Cooking class demonstrates versatility of wood-burning stove _lowres

Advocate staff photo by RICHARD ALAN HANNON -- Cook Linda Collins forms biscuits during a wood burning stove cooking class hosted on Tuesday at the West Baton Rouge Museum in Port Allen.


Makes 8. Recipe is adapted by Linda Collins from King Arthur Flour recipe. It uses self-rising flour, which was invented by Henry Jones in 1845, said staff members at the West Baton Rouge Museum.

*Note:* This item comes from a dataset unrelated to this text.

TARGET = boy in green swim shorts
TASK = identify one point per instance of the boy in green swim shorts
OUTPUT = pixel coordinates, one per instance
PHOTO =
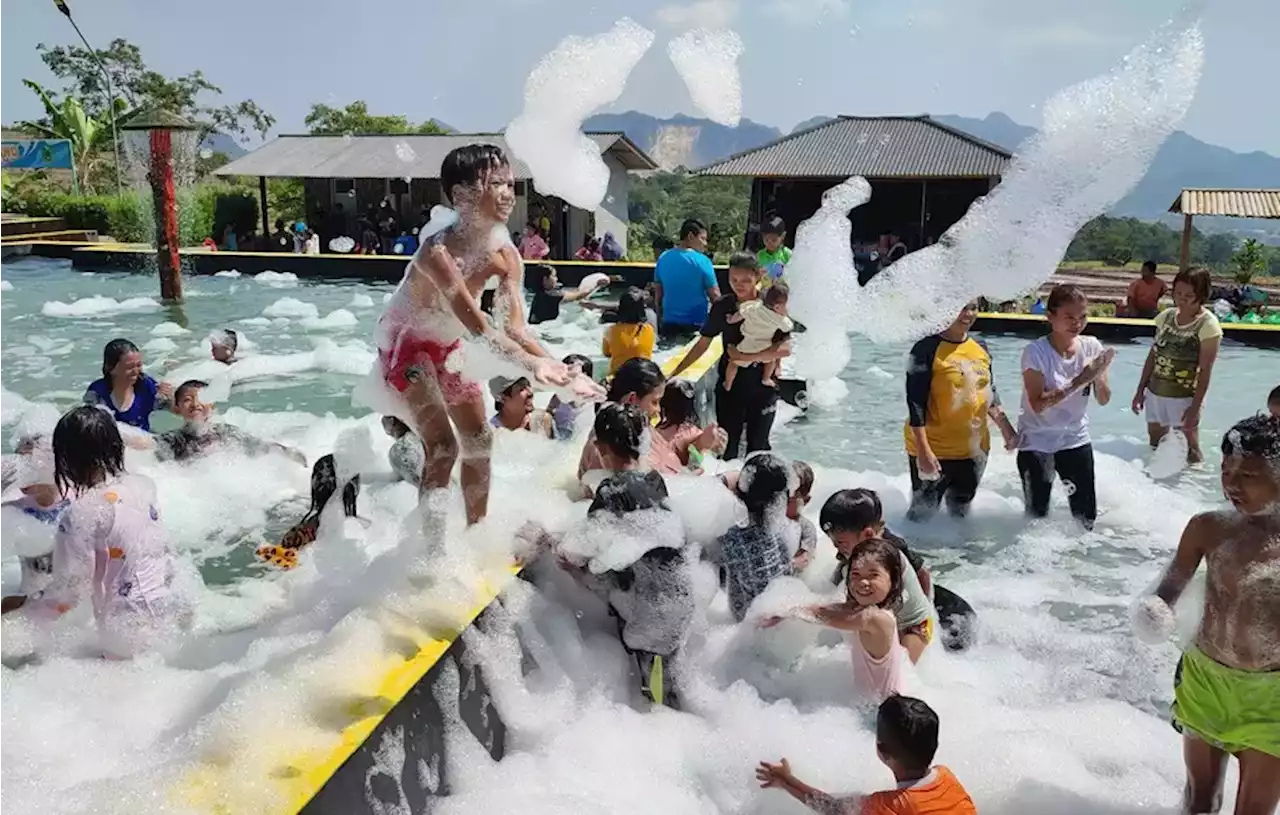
(1226, 697)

2 tbls. butter, shortening or bacon lard

2 cups self-rising flour plus a little more, divided

1 cup buttermilk, milk or water

1. Preheat oven to 400?F.

2. Use a fork or pastry blender to cut a heaping tablespoon of butter into a couple cups of flour. Add a little buttermilk at a time, mixing well, until you have a firm but wet dough ball. Coat the dough with a little more flour. This will allow you to handle the dough.

3. Pull off a piece of dough about the size of a small egg, gently roll into a ball and place into skillet. Repeat until all the dough is in the skillet or baking pan. Use the back of your fingers to press the balls down into biscuit shape. The secret to a fluffy biscuit is to knead the dough as little as possible.

4. Bake until lightly browned on top. If you like, brush on a coat of melted butter and bake for a little longer.

Note: If you don’t have self-rising flour, you can make it by adding 1 teaspoon baking powder and a pinch to 1/2 teaspoon salt to 1 cup plain flour.